Он злился. О Творец, он злился на… Гармонию. Теперь, когда ему снова было не все равно, жив он или мертв, чаша весов склонилась в сторону черной глубины… Нет, он не вправе сомневаться… он…

Он колол.

Резал.

Стрелял.

…глухо щелкнул курок. Пусто.

Нэй тряхнул головой и сунул пистолет в кобуру.

Закричал пехотинец. Из живота у него торчала длинная, как стрела, игла. Пехотинец упал на колени, и другая игла вонзилась ему в глаз. Оставшийся глаз застыл, омертвел.

В три стремительных шага Нэй приблизился к клановцу, чьи иглы оборвали жизнь пехотинца, и поддел его шпагой, так что острие вошло под нижней челюстью и проклюнулось из затылка. Тварь отрыгнула болотной слизью.

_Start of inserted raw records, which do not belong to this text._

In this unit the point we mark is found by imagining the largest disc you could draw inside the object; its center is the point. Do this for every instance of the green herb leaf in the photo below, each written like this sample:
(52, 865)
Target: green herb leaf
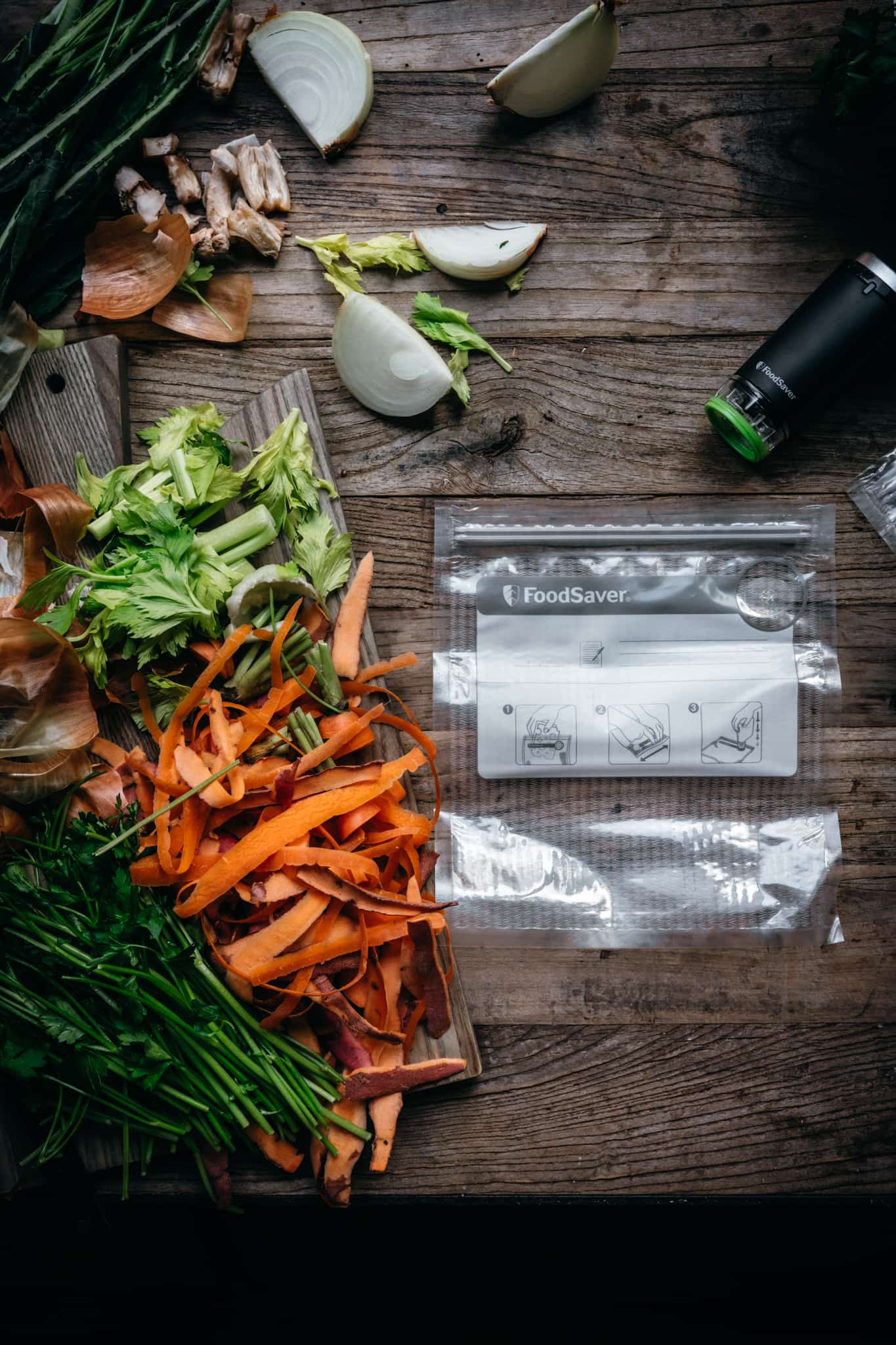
(326, 557)
(280, 474)
(859, 74)
(515, 282)
(60, 618)
(450, 326)
(395, 250)
(457, 363)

Нэй бросился туда, где рубились гренадеры, но справа вырос и надвинулся новый противник.

Холодный немигающий взгляд. Расшитый серебряной нитью камзол, золотая краска на костяных наростах черепа. Клановец был из важных, возможно, главный среди змееподобных.

«Сюда, уродина, ближе, не стесняйся».

В одной лапе падальщик держал саблю с широким хищным клинком, в другой – дубину из китовой кости; покрытое иглами навершие блестело от крови. За уродиной шлепали две твари поменьше – с копьями, похожими на бивни нарвала. Телохранители вожака. Тот показал им жестом: этот мой. И набросился на Нэя с яростным шипением.

Колдун уклонился от просвистевшей дубины. Клановец махнул саблей. Нэй отскочил. Противник шатнулся вперед, отбил выпад Нэя: шпага отлетела в сторону, ее едва не вывернуло из рук колдуна.

Они затоптались на палубе. Переступали по облакам и трупам. Падальшик взревел и замахнулся дубиной. Иглы царапнули по обломку мачты. Клановец саданул саблей. Ему недоставало точности. А вот скорости – вполне. Нэй едва успевал парировать и уклоняться. Этот падальщик явно не разделял медлительности своего племени.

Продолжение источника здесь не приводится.